ラグビーリパブリック

福岡のタックル娘は153センチ。福本梨乃、「来年の全国ジュニアはメインで」。

2018.12.30

小学3年生の妹・珠久さんも、ぎんなんでラグビーを楽しんでいる。(撮影/松本かおり)

 ピッチにいても、ベンチに引っ込んでも元気だった。
 所属する「ぎんなんリトルラガーズ」のコーチは福本梨乃のことを「三度の飯よりタックルが好き」と言う。
 博多中学校に学ぶ2年生は笑う。
「タックルするのが好きというより、タックルはチームに貢献できるから好きなんです」
 あどけない顔をキリッとさせた。

 12月29日に開幕した全国ジュニア大会(神戸総合運動公園ユニバー記念競技場&補助競技場)。第3ブロックには各地域の女子代表チームが出場し、福本がメンバーに選ばれている九州北部女子代表は1回戦で関東甲信越女子代表と戦った。
 試合は最後の最後まで勝敗の分からぬ展開となった。終了間際にトライを許した九州北部代表は17-22と敗れる。
 しかし、先手をとられる展開にも諦めず、終盤に一度は追いついた。その粘りは準備を重ねてきた証拠。応援席からも拍手が届いた。

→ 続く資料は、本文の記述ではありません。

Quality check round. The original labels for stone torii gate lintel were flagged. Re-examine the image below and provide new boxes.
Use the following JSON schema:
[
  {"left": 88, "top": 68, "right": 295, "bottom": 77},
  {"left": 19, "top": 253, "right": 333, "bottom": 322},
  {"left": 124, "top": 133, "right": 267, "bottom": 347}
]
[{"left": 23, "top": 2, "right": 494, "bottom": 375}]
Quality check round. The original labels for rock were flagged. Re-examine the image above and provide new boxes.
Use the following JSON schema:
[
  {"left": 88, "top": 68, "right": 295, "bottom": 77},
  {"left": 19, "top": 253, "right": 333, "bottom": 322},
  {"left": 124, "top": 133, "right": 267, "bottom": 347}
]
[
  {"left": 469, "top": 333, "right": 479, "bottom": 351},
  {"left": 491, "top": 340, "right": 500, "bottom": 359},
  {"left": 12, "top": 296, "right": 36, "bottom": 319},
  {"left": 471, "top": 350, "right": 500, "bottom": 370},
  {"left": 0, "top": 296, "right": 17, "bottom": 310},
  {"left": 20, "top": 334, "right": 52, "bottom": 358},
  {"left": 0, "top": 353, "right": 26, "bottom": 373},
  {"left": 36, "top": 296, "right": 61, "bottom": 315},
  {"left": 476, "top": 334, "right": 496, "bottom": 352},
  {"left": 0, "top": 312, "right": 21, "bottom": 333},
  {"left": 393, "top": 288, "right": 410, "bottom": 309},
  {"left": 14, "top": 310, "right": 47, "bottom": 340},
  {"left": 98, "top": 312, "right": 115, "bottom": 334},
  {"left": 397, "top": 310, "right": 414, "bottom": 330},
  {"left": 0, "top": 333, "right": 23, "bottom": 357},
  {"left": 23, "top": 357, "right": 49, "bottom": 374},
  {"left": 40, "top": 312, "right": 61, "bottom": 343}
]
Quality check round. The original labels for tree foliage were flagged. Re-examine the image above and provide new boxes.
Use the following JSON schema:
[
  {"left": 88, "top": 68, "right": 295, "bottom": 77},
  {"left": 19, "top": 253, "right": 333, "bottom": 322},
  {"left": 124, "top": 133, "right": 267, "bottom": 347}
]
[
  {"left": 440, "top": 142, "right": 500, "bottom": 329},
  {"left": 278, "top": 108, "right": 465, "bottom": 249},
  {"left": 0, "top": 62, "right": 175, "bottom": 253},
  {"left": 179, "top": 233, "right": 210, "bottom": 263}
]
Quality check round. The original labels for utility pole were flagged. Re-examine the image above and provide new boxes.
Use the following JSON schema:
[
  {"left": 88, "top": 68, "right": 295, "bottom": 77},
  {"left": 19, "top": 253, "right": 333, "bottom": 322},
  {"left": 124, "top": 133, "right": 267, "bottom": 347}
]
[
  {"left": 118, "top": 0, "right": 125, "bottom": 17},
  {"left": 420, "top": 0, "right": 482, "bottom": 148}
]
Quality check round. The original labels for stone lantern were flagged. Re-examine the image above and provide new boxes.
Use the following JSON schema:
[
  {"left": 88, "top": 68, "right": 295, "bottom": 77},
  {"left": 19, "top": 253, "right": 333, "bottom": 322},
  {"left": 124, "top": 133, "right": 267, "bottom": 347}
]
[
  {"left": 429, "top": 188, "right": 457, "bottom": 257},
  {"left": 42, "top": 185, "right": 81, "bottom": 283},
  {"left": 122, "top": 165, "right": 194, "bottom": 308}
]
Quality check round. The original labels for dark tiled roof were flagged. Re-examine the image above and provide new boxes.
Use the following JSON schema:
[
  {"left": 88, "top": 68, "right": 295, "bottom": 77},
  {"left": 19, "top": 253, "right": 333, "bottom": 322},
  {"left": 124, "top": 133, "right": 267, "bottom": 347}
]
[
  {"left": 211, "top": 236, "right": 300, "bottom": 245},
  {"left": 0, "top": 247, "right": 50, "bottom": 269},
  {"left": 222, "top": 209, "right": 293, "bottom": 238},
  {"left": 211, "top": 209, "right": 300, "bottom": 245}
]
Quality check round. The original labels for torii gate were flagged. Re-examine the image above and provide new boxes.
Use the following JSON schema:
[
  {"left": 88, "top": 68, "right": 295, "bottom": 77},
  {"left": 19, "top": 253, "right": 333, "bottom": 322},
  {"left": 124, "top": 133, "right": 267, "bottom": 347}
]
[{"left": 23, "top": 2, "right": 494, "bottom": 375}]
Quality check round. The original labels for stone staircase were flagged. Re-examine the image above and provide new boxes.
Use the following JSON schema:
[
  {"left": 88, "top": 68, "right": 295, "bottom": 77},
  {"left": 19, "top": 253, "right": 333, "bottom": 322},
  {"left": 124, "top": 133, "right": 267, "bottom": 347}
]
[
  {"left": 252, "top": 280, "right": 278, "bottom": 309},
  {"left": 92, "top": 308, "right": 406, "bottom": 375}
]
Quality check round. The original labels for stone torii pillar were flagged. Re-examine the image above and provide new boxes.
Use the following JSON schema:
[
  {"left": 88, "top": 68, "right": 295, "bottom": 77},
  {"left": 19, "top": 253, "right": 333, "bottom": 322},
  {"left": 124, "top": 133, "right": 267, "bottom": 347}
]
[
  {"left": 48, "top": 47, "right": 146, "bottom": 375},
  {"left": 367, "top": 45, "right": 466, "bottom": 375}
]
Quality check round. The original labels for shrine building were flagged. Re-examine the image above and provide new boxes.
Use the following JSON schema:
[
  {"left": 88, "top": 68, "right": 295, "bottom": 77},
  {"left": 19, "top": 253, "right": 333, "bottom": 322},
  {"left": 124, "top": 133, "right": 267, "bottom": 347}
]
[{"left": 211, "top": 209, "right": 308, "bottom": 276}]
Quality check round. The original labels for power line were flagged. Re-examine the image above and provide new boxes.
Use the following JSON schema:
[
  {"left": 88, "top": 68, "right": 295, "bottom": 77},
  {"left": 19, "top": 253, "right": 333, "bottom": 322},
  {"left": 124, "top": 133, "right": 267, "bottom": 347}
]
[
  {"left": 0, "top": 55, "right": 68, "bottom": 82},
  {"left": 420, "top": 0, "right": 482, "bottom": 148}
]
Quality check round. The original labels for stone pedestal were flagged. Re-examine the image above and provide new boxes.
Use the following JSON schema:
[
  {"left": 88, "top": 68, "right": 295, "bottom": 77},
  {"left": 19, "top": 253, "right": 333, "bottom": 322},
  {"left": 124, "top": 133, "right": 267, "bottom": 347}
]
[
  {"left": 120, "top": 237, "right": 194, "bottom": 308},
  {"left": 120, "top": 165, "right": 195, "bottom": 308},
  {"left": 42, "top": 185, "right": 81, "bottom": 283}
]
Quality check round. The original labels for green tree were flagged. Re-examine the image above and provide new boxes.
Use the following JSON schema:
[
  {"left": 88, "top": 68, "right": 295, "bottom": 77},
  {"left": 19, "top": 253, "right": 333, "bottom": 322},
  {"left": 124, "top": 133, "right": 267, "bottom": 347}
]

 153センチ、45キロの福本も、小柄ながらFWで奮闘した。
 ラインアウトではジャンパーを務め、大柄な仲間にひょいと持ち上げられた。ディフェンス時はブレイクダウンサイドに立って相手に圧力をかけたり、密集に頭を突っ込んだり。アタック時は低い姿勢で前に出た。
「ディフェンスのとき、ピラーの位置からもっと相手SHにプレッシャーをかけていこうと言っていたのですが、ときどき人がいなくて、自由に動かせてしまうシーンもありました。終盤は疲れて思うように走れなくなったので、もっと走りこんでスタミナをつけないといけないですね」
 後半13分に交代するまで、攻守に動き続けた。

 友だちに誘われ、小学校3年生の冬に『ぎんなん』に入った。家庭的な雰囲気のクラブで育ち、ラグビー特有のチームワークに惹かれた。
 同学年の大柄な女子と比べても、約20センチ、約20キロほど体格的に劣ることもあるが、「ガッシリした男子相手ではキツイけど、細い男子や女子相手なら戦えます」と強気を崩さない。
「チームの方針としてもそうですが、低いタックルでいけば倒せます」

恐れることなく大きな相手にも立ち向かう。(撮影/松本かおり)

 ラグビー以外に興味あるものは?
 そんな問いには「う~ん」と首を傾げ、「ケヤキザカ(欅坂46)は好きですけど…アイドルとかは、あんまり。(前に習っていた)ピアノを弾きたいかなあ」。熱心なものはあまりなさそうだ。
 自身の将来については、「フッコー(福岡高校)に進学して、ラグビーをやれたらいいですね。(ぎんなんの)コーチに、将来はオリンピックに行け、オリンピックに行け、とよく言われます。そうなったらいいですね」とあっけらかんとしている。

 補助競技場で実施されたこの日の試合に敗れ、今大会は(決勝の舞台である)メインスタジアムの芝を踏むことができなかった。
「それが残念です。だから来年は、絶対にあっちでやりたい」
 1年後、体はもっと大きくなっているだろうか。
 もっともっとタックルして、まずは1年後、メインで戦う目標を達成したい。